Since we reserve most of our drool for Fairlady Zs and TE27s here at JNC, some of you may have wondered why we went ga-ga over the Mazda T2000 that appeared on eBay earlier this week. Well, because it was a monster.
Unless you see it next to other cars you don’t really get the sense of scale a T2000 brings. We’re used to thinking of three-wheelers as the size of Daihatsu Midgets, and yes, most pre-war 3-wheelers were nothing more than flatbeds bolted to the front halves of motorcycles. In fact, long before Cosmo Sports and RX-2s, the 1931 Mazdago pictured above was the company’s first motorized product of any sort.
However, deliverymen soon got fed up with bugs in their teeth and exposure to the elements so manufacturers began styling full-cabin bodies.

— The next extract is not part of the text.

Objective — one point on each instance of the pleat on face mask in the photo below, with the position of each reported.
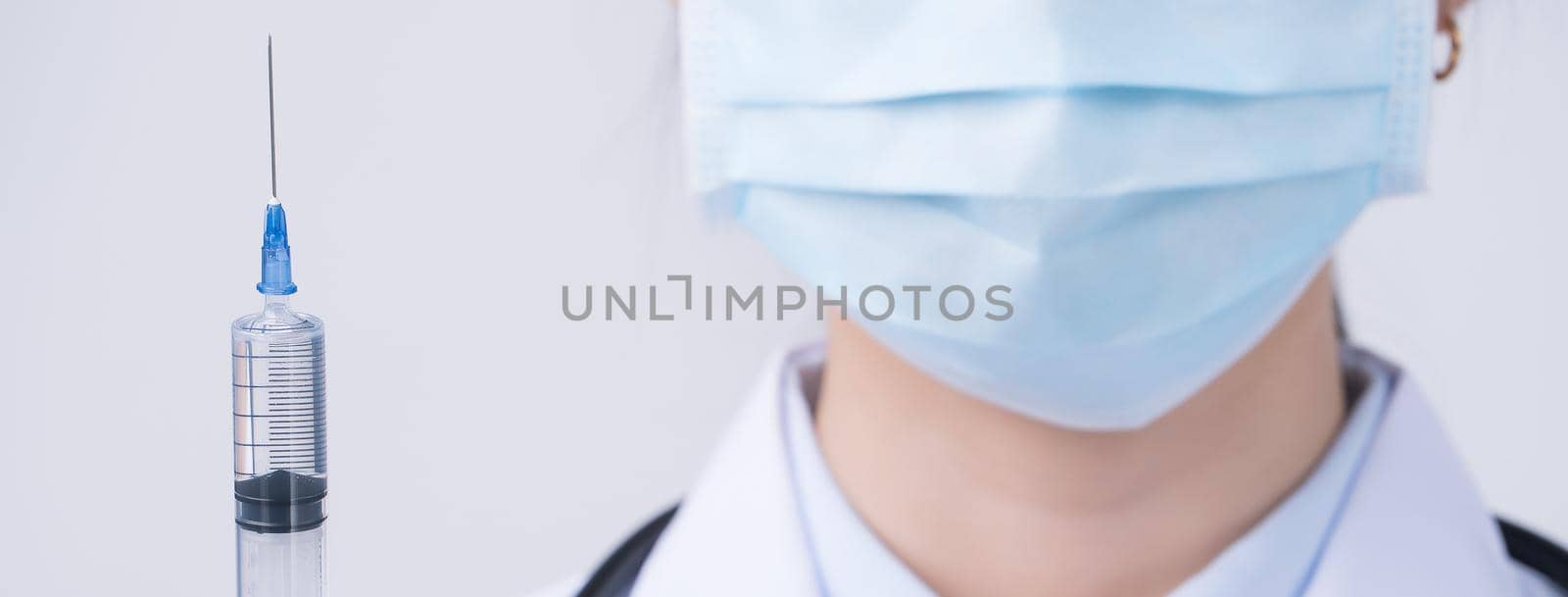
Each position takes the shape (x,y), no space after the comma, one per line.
(1154,183)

The Mitsubishi Leo is a good example. A single wheel out front made for a fantastic turning radius and the narrow streets of 1950s Tokyo buzzed with the constant activity of kei-sized trikes.
But not all three-wheelers are created equal. The T2000’s eBay auction says “rare Isetta microcar sized truck” but don’t believe that for a second. This thing is gargantuan. If you maxxed out the option list with the extended bed, it could measure up to 6.08 meters, or just a hair under 20 feet long. That’s a foot and a half beyond the rear bumper of a 2009 Chevy Suburban.

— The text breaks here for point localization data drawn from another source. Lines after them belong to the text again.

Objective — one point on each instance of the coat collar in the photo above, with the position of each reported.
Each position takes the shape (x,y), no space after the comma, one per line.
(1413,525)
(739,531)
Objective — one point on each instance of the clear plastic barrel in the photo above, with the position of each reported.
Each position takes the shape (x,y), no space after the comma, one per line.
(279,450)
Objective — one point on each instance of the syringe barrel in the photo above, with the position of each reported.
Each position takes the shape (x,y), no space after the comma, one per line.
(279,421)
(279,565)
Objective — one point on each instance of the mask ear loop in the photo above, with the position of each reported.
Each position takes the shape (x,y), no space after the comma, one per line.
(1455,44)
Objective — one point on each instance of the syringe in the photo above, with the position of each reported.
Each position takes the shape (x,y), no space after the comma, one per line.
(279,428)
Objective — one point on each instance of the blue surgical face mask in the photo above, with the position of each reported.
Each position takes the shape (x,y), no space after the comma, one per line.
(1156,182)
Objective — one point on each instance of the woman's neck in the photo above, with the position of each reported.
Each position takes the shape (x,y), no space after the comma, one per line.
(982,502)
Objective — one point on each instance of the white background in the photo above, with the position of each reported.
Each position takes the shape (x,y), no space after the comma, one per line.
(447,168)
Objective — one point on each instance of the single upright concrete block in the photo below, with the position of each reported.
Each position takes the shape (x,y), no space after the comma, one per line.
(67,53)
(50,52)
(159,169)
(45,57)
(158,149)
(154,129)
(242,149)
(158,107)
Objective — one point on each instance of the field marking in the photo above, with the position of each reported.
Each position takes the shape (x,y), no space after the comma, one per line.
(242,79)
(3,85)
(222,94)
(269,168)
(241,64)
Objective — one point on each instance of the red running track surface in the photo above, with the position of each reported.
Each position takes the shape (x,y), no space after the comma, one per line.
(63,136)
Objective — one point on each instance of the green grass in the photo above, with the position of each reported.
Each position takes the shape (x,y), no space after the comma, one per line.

Here’s the Mata-Ne photo from JNC Issue 1. As you can see, an entire Mazda K360 can fit in the back, and that’s just the short bed version.
It’s not just long, but tall as well, a trait clearly seen when the T2000 is parked side-by-side with an Isuzu box truck. Imagine looking over the nose of that thing as you steered. Pets and small children were probably routinely maimed.

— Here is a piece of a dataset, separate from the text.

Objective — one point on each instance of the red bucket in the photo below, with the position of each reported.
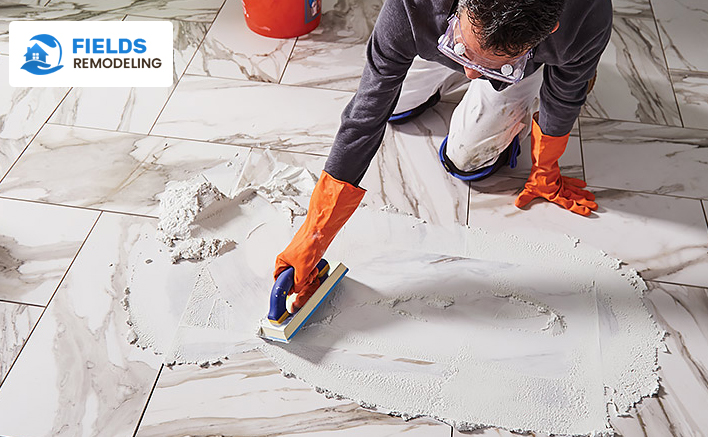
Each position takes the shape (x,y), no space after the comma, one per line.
(282,18)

Mazda was by no means the only builder of these iron giants. Mad scientists at Mitsubishi, Daihatsu, Rogane, and Orient were all cranking out mega-trikes during the same period. If there’s demand, we’ll do articles on those too. Let us know in the comments.
But for now our fave is the Mazda T2000. It was the last of its breed, built from 1962 until 1974 (imagine it parked next to a Luce RX-4 of the same era). Besides, who couldn’t love that atomic robot face?